IBS usually causes bloating, diarrhea, constipation, and abdominal pain. Although its causes are unclear, disorders of gut-brain signaling are thought to play a major role. Intestinal infections or certain foods can trigger the gastrointestinal tract to send alarm signals to the brain, while psychological stress can send them the other way. This is why people with IBS are encouraged to find ways to relax.
Dietary advice and medications like laxatives can help, but for some, symptoms persist, leading researchers to explore new approaches such as fecal transplants. As something of a last resort, doctors often turn to behavioral therapies, which a 2020 study suggests may be more effective than routine care.
These can include cognitive behavioral therapy (CBT), which helps people change the way they think and act to manage and accept their symptoms, and gut-directed hypnotherapy, where people are put into a trance-like state before being given suggestions that their symptoms are improving.
With more studies published since then, Alexander Ford of the University of Leeds in the UK and his colleagues – some of whom participated in the previous review – have now screened 67 randomized controlled trials, involving more than 7,000 participants. These compared behavioral therapies lasting four to 12 weeks with various control groups who received standard interventions such as dietary advice or laxatives, or who were on a waiting list for therapy.

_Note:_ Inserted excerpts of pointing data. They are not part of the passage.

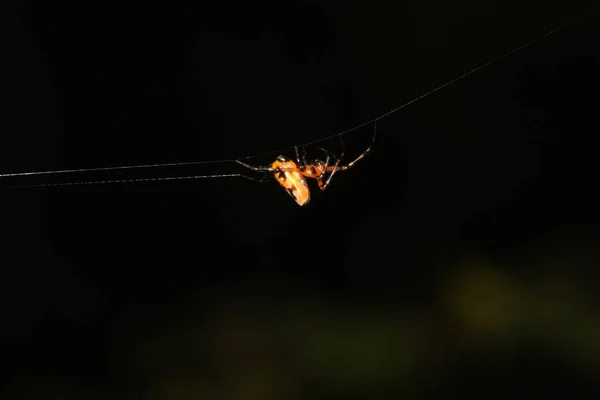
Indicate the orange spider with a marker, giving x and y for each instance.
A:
(291, 175)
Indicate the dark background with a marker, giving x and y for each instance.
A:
(459, 258)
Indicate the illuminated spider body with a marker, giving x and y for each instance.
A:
(292, 175)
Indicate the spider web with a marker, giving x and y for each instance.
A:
(224, 161)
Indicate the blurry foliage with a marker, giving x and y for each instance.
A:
(238, 343)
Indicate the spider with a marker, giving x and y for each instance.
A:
(292, 175)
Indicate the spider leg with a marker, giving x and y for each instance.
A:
(301, 160)
(265, 178)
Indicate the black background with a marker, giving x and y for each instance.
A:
(459, 257)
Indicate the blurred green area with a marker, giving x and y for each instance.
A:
(482, 321)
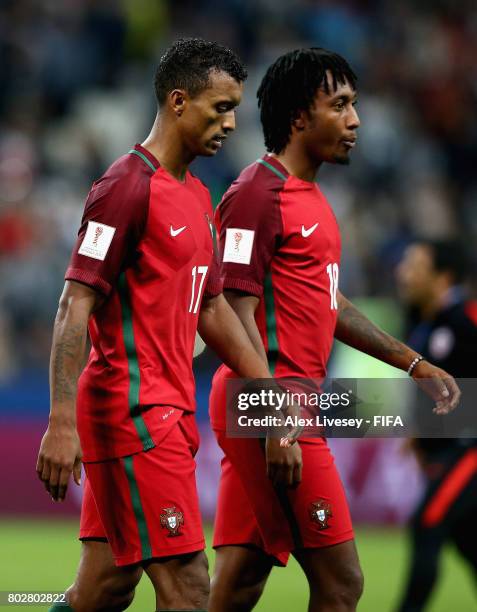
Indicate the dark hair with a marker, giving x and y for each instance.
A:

“This is the largest study of behavioral treatments for IBS in terms of number of studies and participants. [to my knowledge]”, explains Perjohan Lindfors of the Karolinska Institute in Sweden.
Researchers found that CBT and gut hypnotherapy – delivered in person, via an app or the internet – were more effective than standard treatments, based on participants’ comparison of before and after symptoms.
Rather than being offered only when standard interventions haven’t helped enough, and usually only in person, the findings suggest that behavioral therapies should be deployed much earlier, with digital approaches helping to implement them quickly, Ford says. “They could give you a way to scale up behavior therapy so that it can be delivered at scale,” he says. But more trials directly comparing digital therapies to standard therapies are needed before the guidelines can be updated, says Ford, who thinks it could take another five years.
Additionally, most study participants couldn’t be unaware of which group they were in, so some of the benefits could be due to the placebo effect, says Lindfors. Trials in which participants receive either a full form of therapy or only parts of it could help gauge the magnitude of this effect, if they all felt like they were receiving the real behavioral treatment, Lindfors says.